WEEK 1 (AT ATLANTA): W 38-10.

WEEK 2 (DALLAS): W 31-14. Byron Maxwell versus Dez Bryant. Should be fun.

WEEK 3 (AT NYJ): L 17-20. i’m predicting a loss in new york, because i respect that Jets team on both sides of the ball. if there’s still a weakness of the Eagles’ 4-3 “under”, it’s at weak linebacker, where we are talented but inconsistent. Kendricks versus Ivory will be a key matchup here. Decker versus Carroll may be a matchup we lose.

WEEK 4 (AT WAS): W 24-14. the Skins will be the worst team in the NFC East and good for 2 Eagle wins this year.

WEEK 5 (NEW ORLEANS): W 28-17. i don’t buy the revamped Saints defense. Brandon Browner is not elite, and i think this will be Nelson Agholor’s party.

WEEK 6 (NEW YORK): W 30-13. Oh, how we love abusing Eli Manning, who is more overhyped than ever in Ben McAdoo’s woefully overrated offense.
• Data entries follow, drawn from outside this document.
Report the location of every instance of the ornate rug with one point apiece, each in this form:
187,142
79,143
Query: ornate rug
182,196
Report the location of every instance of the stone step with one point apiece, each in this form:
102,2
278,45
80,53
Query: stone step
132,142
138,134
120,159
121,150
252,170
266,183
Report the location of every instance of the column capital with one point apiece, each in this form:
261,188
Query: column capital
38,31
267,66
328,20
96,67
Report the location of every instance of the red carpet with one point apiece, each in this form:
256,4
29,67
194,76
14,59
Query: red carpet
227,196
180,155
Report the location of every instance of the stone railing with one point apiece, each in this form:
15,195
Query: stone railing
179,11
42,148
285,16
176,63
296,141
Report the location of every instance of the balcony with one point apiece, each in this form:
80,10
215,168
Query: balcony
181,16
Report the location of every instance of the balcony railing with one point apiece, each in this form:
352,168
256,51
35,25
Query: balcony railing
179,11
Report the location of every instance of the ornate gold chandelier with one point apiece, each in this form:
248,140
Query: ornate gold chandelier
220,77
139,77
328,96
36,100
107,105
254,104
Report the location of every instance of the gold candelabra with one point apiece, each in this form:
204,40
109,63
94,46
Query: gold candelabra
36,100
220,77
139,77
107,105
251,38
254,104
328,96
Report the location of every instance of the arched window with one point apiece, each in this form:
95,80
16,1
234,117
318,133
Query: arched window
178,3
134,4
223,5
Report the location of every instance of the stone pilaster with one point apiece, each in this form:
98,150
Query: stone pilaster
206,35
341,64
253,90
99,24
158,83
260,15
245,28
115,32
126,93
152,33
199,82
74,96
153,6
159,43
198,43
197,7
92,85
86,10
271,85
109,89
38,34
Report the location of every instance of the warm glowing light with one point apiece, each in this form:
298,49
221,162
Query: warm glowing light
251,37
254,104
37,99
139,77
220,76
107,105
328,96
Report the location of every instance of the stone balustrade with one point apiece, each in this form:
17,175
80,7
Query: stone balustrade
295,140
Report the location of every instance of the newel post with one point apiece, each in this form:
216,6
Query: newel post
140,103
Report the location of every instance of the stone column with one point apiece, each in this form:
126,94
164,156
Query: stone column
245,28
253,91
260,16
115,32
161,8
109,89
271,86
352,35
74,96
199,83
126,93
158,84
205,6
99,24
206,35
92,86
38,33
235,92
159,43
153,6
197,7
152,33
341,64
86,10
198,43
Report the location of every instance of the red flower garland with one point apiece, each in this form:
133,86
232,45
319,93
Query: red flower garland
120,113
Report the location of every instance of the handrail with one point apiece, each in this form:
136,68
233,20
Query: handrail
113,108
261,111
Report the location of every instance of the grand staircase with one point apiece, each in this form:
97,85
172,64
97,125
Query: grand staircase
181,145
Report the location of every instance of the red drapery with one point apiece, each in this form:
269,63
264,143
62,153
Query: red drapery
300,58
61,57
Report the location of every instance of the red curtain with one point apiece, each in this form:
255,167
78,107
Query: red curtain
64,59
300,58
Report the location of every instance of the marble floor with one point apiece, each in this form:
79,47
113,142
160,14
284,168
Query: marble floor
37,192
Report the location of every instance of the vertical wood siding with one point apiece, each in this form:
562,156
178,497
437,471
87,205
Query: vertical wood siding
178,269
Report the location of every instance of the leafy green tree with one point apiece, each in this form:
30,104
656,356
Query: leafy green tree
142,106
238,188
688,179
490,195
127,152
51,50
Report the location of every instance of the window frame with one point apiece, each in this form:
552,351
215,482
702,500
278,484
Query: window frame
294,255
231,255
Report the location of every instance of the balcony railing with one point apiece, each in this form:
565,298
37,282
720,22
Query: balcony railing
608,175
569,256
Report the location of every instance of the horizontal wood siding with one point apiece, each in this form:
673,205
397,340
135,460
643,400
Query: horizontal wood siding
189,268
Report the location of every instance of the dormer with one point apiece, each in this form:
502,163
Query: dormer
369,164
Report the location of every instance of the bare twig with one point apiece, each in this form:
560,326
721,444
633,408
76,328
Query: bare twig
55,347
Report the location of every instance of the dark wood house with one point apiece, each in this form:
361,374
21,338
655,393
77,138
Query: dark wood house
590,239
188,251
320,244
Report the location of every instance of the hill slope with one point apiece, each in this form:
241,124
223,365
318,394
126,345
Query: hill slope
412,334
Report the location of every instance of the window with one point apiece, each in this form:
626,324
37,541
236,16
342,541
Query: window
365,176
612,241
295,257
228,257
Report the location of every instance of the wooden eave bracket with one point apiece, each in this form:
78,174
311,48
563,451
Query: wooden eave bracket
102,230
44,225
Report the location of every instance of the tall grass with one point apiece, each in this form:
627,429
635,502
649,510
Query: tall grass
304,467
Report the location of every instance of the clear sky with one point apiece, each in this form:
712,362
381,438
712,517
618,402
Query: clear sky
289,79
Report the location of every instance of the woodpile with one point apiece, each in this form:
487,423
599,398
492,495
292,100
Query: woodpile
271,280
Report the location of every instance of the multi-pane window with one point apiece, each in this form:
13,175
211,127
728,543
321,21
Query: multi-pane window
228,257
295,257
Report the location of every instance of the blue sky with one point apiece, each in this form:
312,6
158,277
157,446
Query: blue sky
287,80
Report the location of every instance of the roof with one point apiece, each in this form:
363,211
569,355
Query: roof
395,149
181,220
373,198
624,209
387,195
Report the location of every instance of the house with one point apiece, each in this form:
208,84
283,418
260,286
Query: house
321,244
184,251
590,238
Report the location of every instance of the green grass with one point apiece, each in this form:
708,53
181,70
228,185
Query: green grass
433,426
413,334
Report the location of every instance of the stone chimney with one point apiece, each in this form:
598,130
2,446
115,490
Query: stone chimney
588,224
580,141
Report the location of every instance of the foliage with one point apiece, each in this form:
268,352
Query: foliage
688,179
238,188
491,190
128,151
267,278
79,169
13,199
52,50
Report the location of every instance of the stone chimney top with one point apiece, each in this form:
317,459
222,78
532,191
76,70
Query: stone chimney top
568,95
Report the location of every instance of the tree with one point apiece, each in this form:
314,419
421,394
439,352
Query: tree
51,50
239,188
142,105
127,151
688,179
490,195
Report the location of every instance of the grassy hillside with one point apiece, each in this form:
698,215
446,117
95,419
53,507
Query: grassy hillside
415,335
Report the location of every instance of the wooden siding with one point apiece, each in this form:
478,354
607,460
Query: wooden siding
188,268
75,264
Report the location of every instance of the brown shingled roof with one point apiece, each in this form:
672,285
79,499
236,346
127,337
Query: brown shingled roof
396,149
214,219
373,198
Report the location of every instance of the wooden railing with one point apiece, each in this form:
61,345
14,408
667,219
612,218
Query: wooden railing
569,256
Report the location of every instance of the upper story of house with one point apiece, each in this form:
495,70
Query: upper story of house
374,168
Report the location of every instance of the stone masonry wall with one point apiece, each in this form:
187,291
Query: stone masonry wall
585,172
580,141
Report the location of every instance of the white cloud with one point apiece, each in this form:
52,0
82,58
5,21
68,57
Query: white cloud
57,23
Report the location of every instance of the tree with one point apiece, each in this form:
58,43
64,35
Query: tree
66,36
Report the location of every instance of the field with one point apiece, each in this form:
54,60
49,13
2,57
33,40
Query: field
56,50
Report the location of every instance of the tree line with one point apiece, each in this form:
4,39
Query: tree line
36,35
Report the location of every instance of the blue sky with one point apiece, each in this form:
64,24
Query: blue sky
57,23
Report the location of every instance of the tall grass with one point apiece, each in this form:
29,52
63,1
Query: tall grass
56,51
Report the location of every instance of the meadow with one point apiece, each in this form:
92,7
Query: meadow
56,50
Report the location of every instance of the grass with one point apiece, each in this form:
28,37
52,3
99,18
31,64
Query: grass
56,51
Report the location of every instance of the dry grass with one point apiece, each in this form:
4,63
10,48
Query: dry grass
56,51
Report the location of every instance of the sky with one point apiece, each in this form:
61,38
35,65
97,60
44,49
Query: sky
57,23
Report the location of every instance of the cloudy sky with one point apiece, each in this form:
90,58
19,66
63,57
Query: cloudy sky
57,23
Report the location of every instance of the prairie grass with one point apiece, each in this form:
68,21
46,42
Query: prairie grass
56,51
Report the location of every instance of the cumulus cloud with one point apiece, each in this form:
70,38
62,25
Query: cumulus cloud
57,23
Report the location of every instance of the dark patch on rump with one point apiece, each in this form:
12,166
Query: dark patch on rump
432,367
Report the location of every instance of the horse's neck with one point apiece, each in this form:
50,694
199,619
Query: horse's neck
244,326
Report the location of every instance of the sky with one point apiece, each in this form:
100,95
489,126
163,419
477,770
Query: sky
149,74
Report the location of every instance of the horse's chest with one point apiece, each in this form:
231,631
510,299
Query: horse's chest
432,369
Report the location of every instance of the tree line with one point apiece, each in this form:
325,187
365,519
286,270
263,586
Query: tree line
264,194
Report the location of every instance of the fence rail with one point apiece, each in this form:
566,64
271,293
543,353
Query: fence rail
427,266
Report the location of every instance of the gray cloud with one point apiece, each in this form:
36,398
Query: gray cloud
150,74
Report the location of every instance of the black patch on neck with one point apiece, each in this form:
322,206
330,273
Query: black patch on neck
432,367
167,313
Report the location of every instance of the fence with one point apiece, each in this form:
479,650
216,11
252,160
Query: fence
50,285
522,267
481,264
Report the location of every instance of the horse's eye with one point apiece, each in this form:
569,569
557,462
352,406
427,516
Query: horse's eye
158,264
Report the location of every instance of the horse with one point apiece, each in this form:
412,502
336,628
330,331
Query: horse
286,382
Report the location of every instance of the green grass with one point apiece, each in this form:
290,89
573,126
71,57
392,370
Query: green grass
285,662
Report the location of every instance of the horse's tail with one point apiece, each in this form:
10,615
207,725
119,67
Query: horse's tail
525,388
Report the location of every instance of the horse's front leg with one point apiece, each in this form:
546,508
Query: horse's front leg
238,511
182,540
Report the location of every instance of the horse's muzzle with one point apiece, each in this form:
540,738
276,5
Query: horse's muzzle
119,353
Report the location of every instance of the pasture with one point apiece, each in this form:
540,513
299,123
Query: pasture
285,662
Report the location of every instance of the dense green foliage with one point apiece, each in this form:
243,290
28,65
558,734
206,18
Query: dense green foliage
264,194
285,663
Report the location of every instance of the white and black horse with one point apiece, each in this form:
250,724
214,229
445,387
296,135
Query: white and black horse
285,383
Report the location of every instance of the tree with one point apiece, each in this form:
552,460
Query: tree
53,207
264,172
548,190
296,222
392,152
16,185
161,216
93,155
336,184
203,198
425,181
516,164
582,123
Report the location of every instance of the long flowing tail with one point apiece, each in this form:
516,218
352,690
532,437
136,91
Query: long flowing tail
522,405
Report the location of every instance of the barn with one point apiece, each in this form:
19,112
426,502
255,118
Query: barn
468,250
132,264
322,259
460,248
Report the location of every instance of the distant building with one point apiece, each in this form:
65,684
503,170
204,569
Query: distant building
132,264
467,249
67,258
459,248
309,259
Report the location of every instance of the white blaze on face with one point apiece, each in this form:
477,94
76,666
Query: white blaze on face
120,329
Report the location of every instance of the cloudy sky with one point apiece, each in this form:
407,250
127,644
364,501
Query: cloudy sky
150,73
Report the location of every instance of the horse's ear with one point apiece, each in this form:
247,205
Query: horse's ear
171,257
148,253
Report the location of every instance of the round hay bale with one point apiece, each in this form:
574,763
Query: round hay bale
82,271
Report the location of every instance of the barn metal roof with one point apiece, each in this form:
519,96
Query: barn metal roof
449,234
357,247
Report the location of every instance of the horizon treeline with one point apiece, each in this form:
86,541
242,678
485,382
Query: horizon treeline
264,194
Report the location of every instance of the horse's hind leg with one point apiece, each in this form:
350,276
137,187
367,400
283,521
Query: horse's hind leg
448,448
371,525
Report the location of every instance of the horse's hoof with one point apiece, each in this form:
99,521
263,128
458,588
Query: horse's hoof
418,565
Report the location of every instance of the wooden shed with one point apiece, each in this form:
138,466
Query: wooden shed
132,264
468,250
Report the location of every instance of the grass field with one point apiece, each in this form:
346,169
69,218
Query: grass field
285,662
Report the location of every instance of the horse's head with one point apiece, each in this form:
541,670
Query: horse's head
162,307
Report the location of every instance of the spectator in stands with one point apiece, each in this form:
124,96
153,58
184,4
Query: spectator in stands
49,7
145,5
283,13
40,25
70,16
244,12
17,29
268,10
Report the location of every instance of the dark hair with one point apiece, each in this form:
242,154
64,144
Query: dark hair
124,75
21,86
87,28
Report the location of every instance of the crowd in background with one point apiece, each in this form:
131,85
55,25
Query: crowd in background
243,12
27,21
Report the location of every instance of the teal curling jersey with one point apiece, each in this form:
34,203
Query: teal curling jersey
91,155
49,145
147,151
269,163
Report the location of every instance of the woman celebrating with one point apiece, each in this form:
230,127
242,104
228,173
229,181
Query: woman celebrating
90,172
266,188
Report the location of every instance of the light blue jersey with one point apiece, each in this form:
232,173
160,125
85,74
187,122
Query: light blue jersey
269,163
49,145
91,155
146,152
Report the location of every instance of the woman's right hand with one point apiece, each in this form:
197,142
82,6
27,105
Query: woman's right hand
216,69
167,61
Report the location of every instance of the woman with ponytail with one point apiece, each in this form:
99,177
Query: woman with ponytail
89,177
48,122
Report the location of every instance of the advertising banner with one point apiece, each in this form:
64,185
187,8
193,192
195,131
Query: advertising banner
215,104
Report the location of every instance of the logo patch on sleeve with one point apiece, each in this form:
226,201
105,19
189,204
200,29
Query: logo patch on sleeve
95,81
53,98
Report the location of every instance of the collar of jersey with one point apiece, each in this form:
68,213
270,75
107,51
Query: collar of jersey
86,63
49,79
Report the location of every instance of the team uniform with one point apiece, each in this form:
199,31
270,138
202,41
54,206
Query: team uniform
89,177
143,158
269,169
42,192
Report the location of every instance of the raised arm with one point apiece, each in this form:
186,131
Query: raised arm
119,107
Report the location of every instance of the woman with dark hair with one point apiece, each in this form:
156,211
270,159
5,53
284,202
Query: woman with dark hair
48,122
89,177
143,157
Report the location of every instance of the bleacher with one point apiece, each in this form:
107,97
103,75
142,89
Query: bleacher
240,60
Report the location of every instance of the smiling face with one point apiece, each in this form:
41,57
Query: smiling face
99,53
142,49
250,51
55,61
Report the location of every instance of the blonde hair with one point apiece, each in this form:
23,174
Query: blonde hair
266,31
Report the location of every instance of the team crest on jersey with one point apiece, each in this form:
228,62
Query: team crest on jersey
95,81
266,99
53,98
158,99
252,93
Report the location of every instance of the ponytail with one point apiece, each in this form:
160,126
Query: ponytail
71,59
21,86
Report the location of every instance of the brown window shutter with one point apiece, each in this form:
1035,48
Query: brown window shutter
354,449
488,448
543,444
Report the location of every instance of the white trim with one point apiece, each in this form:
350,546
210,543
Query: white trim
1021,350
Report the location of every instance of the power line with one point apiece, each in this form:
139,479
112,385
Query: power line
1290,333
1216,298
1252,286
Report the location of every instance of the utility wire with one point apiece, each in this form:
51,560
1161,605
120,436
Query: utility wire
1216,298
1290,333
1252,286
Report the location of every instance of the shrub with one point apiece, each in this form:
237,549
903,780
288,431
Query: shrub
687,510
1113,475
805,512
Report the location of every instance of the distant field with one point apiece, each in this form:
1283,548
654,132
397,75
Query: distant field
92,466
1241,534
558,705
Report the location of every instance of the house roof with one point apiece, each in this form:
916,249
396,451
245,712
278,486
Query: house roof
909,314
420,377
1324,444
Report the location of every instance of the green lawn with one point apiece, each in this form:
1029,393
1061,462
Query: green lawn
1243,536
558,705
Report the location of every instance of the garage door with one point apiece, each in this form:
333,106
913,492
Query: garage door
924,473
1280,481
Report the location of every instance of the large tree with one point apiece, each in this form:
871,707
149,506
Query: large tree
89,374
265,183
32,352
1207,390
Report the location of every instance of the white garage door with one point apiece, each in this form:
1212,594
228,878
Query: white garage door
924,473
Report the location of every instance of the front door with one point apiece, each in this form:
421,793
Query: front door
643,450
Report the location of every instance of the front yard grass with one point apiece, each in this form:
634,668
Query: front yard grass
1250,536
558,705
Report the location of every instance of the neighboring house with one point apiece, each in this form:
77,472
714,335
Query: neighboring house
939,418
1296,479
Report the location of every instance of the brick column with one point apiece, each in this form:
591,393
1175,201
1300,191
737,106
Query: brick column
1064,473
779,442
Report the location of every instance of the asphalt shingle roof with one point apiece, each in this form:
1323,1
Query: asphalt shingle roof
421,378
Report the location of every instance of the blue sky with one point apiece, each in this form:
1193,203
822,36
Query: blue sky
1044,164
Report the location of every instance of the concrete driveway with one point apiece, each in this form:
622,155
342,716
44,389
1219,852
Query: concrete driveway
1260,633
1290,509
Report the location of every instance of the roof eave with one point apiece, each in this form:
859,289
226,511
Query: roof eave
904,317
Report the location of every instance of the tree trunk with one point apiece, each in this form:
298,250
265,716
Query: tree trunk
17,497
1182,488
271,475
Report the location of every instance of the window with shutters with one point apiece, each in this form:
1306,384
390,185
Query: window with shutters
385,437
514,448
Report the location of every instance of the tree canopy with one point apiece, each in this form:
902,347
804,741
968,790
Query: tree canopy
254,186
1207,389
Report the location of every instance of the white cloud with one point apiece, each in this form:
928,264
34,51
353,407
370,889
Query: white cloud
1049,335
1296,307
WEEK 7 (AT CAROLINA): W 17-10. Kuechly will have his way, but Cam Newton’s one-dimensional offense will not.

WEEK 9 (AT DALLAS): L 17-24. I’ll give Dallas one of our two contests this year. i’m sure they’ll have their running game figured out by then (Christine Michael) and DeMarco Murray probably will not have his best game of the season against his old team.

WEEK 10 (Miami): W 28-27. it’ll be a close one. Brandon Graham versus Branden Albert will be an important matchup on the line. Nolan Carroll versus Jarvis Landry in the slot will be a tough battle for us to win.

WEEK 11 (Tampa Bay): W 35-7. The Bucs will not be an NFL-level team for the next 3 seasons.

WEEK 12 (AT DETROIT): L 20-35. Detroit will be an improved team this year, and our linebackers will be sorely tested by Ebron and Abdullah in the short passing game.

WEEK 13 (AT NEW ENGLAND): L 14-24. This will be our only losing streak of the season. The Pats’ offensive line can stop our pass rush, and Gronkowski can break our coverage scheme in the secondary.

WEEK 14 (BUFFALO): W 17-13. A difficult win and an important game for us. McCoy won’t run much on us, but we may have trouble keeping Bradford upright in this one. the health of our offensive line at this point in the season will be critical, as we face the Bills and Cards in consecutive weeks.

WEEK 15 (ARIZONA): W 14-10. Another close win, but a win nonetheless on account of Arizona’s ineptitude (and turnovers) on offense.

WEEK 16 (WASHINGTON): W 38-17. It’s always fun to hit week 16 assured of a playoff berth (which we’ll have sealed in week 15) when you have a team like the Skins to toy with.

WEEK 17 (AT NYG): L 13-30. i think we sit murray and bradford in this one and get shellacked by the Jints. doesn’t matter. they’re out, while we’re in.